Unfortunately, the Department has done nothing to tell claimants about this restriction. Indeed, the only information available about this categorical restriction on unemployment benefits is from p.27 of the Department of Workforce Development’s January 2013 Financial Outlook report to the legislature:

Act 236
Tighten Benefit Eligibility Requirements for Work Availability

Act 236 also changed various portions of UI law and operations. One change in the law brought about by Act 236 is to clarify the able and available provision of UI law. If a person is outside of the United States or Canada and is not there for a reason related to current employment they are not considered able and available for work and hence not eligible for UI benefits. This codifies what was existing UI procedure. As such this is not expected to have any effect on benefits paid or the UI Trust Fund. This went into effect on April 22, 2012.

Because the Department is now tracking IP addresses, it has begun enforcing this living abroad restriction against claimants. Not surprisingly, besides being declared ineligible for any unemployment benefits for the weeks living outside the US, claimants are also being charged with concealment for intentionally hiding their living aboard status (even though there is nothing from the Department indicating that this issue exists unless you happen to read unemployment statutes).

One of those recently charged with concealment was a claimant who traveled to Germany during the winter months of early 2015 to be with his girlfriend. He was there for love, not for a vacation. Furthermore, his job search was waived for these months, but he kept in contact with his employer on a weekly basis for when he should return to work. Regardless, the Department charged him with concealment for 22 weeks, demanding him to repay $8,140 in unemployment benefits, pay a 40% concealment penalty of $3,256, and forfeit $17,020 in future unemployment benefits because of that alleged concealment. In a lengthy and generally well-reasoned decision, the appeal tribunal tossed the concealment allegations. After observing that there “is no evidence that he was aware that there were geographic restrictions with respect to the availability question for unemployment purposes,” she found:

the mere fact that as a matter of law the claimant in this case is necessarily treated as having been “unavailable” for work while staying outside the United States does not obviate the literal truth that he was at all times ready, willing and able to accept fulltime suitable work during weeks 1 through 22 of 2015.

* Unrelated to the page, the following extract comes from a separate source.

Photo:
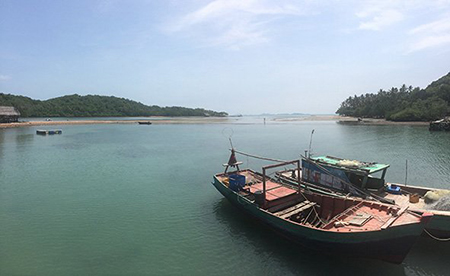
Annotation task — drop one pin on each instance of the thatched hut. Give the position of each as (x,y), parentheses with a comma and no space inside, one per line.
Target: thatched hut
(9,114)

Because the Department has done nothing to notify claimants of this restriction, the issue of departmental error was also raised. The administrative law judge declined to find departmental error, explaining:

The claimant argues that the overpayment should be waived pursuant to federal law that requires state law to include provisions that reasonably affords those entitled to unemployment compensation benefits an opportunity to know, establish, and protect their rights under its unemployment compensation law. As such the department’s failure to include the geographical restriction in the Claimant Handbook or any other notice delivered to the claimant supports a waiver of the overpayment. However, the state law is in compliance with federal law because the unemployment insurance law is accessible publicly. The entirety of the unemployment insurance law simply cannot be reduced to the Claimant Handbook. Moreover, the department has provided its contact information in the Claimant Handbook with instructions to contact the department if there is a question concerning one’s eligibility for benefits. Accordingly, it was the claimant’s responsibility to report to the department that he would be traveling abroad and to ask whether his travel had any impact on his eligibility.

In other words, the appeal tribunal held that the Department satisfied its burden to explain unemployment law to claimants because the unemployment statutes can be read by the public and the claimant still had a duty to contact the Department about an issue he did not know was actually an issue and ask whether the problem he knew nothing about was actually a problem. To me, this conclusion means that claimants need to be both attorneys and fortune tellers.